Chapitre 82
Télio
Juste après le départ en traitre de Miö
Miö était parti comme un traitre, laissant tous les autres se battre pour lui. Je savais qu'il devait le faire, c'était moi qui avais trouvé le plan, et c'était moi qui avais dit : « À ce moment-là, Simmer et toi – Simmer parce qu'il sait parler, et toi parce que tu connais le chemin -, vous trouverez le roi et essayerez de trouver un arrangement. Pendant ce temps, on se battra pour notre vie, et advienne que pourra ». C'était exactement ce qui était en train de se passer, on pouvait même dire que tout allait « comme sur des roulettes ». Et pourtant, ça me mettait en rogne.
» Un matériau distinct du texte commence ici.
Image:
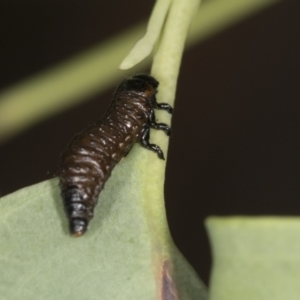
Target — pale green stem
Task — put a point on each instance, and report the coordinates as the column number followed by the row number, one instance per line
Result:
column 45, row 94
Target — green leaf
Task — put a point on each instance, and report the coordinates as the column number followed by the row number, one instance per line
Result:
column 127, row 252
column 255, row 258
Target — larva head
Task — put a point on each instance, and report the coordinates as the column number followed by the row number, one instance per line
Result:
column 141, row 84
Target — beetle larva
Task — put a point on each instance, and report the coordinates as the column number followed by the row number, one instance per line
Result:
column 92, row 154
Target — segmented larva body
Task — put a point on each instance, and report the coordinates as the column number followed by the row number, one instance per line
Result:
column 91, row 156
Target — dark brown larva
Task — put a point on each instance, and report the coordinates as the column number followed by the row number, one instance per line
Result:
column 91, row 156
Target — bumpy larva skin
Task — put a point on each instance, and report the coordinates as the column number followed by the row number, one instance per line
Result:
column 91, row 156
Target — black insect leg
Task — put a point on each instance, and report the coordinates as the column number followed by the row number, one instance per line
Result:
column 165, row 106
column 145, row 143
column 159, row 126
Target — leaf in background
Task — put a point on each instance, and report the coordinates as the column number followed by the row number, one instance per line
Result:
column 255, row 258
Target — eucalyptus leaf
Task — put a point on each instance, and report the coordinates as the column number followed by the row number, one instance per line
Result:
column 126, row 254
column 255, row 258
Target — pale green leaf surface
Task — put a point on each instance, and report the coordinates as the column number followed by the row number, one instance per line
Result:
column 120, row 257
column 255, row 258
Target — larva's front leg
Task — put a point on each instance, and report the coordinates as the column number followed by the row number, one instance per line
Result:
column 145, row 142
column 159, row 126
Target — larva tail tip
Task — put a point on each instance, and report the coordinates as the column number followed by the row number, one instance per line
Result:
column 78, row 227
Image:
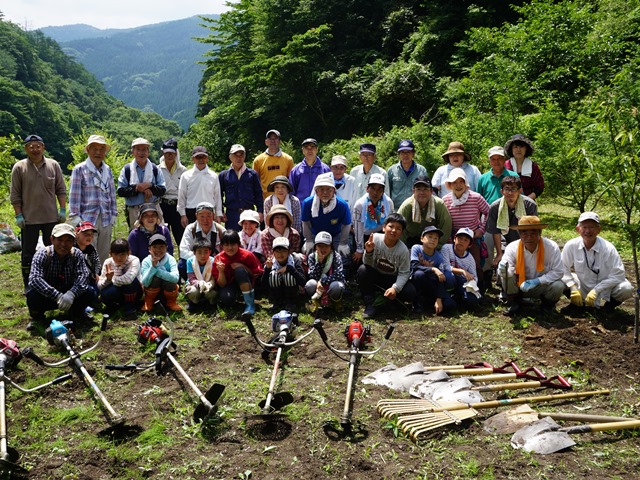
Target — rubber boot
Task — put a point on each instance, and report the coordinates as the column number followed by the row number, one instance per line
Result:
column 150, row 296
column 249, row 298
column 171, row 300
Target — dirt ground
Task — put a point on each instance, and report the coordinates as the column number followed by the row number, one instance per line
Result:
column 594, row 352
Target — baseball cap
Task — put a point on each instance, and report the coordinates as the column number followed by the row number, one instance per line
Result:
column 236, row 148
column 589, row 216
column 33, row 138
column 199, row 151
column 422, row 180
column 85, row 226
column 367, row 147
column 63, row 229
column 140, row 141
column 431, row 228
column 157, row 238
column 405, row 145
column 272, row 131
column 280, row 242
column 465, row 231
column 323, row 237
column 338, row 160
column 376, row 179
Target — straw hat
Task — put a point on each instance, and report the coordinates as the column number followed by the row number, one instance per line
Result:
column 529, row 222
column 278, row 209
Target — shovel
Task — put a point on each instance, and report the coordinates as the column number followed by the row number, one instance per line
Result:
column 462, row 390
column 417, row 416
column 546, row 436
column 512, row 420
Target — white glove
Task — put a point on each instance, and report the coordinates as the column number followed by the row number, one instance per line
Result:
column 344, row 250
column 65, row 301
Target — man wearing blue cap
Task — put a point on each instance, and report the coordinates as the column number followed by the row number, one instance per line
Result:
column 36, row 182
column 362, row 173
column 402, row 174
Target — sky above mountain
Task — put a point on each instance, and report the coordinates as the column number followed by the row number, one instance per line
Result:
column 35, row 14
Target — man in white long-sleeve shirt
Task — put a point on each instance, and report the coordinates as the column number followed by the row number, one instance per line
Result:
column 531, row 267
column 593, row 270
column 198, row 184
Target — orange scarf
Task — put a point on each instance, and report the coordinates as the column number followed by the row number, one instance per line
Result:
column 520, row 270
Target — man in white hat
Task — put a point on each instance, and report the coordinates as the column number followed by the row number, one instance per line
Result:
column 593, row 270
column 369, row 213
column 345, row 183
column 59, row 279
column 92, row 194
column 490, row 187
column 240, row 188
column 36, row 183
column 140, row 181
column 326, row 212
column 531, row 267
column 199, row 184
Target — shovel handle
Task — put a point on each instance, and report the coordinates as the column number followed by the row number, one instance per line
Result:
column 602, row 427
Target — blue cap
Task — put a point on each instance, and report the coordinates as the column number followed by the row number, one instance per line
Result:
column 405, row 145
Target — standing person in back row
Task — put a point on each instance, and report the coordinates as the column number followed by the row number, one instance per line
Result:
column 303, row 176
column 402, row 174
column 272, row 162
column 199, row 184
column 172, row 170
column 240, row 188
column 92, row 195
column 36, row 183
column 140, row 181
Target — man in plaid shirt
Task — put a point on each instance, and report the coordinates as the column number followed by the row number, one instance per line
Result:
column 59, row 279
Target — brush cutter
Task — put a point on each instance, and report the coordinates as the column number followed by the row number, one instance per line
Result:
column 514, row 419
column 463, row 390
column 546, row 436
column 154, row 332
column 357, row 337
column 417, row 416
column 9, row 357
column 283, row 325
column 60, row 334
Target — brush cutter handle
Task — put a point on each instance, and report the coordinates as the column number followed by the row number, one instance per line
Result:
column 31, row 355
Tout le monde se battait contre tout le monde. Je m'étais transformé en hibou pour prendre un peu de hauteur, venant en aide à qui en avait besoin, par exemple, en tirant sur les cheveux d'un garde qui tenait dans le viseur je ne sais plus quel clone qui lui tournait le dos. Le garde sursauta, essaya de ce défaire de mon emprise, et je changeai de cible pour lui labourer le visage de mes serres et lui crever les yeux. Dès qu'il se mettait à hurler un peu trop fort, j'abandonnai ma cible pour reprendre de la hauteur, disparaissant dans l'obscurité sans attirer trop d'attention, et revenir à la charge un peu plus loin contre un autre garde.
Au départ de Simmer et Miö, il n'y avait que dix gardes à nous barrer le chemin. Maintenant, il n'y avait plus seulement des gardes, mais tout membre de la ligue confondu, possédant une arme à feu et ayant entendu le grabuge de la petite bataille qui se déroulait dans la cour du roi. Aux finales, il y avait plus d'adversaires qui arrivaient, que ceux qui mourraient. Nous serons assez vite écrasées sous le nombre, malgré les six machines de guerre vivantes restantes dans le groupe ; Arthur, Seth, Aël, Hadrien, Ulysse et moi.
Surtout Ulysse. Le petit discret qui parlait rarement, si ce n'est pour dire des conneries avec Aël et Hadrien. Il était le plus petit de la bande, en dehors de Riley qui était resté au village. Il n'avait que douze ans ; il n'avait pas sa place ici. Il aurait été l'une des premières victimes, écrabouillé par quelqu'un qui ne l'aurait pas vu à temps. Bien, sûr, je m'étais trompé sur toute la ligne... sauf la dernière.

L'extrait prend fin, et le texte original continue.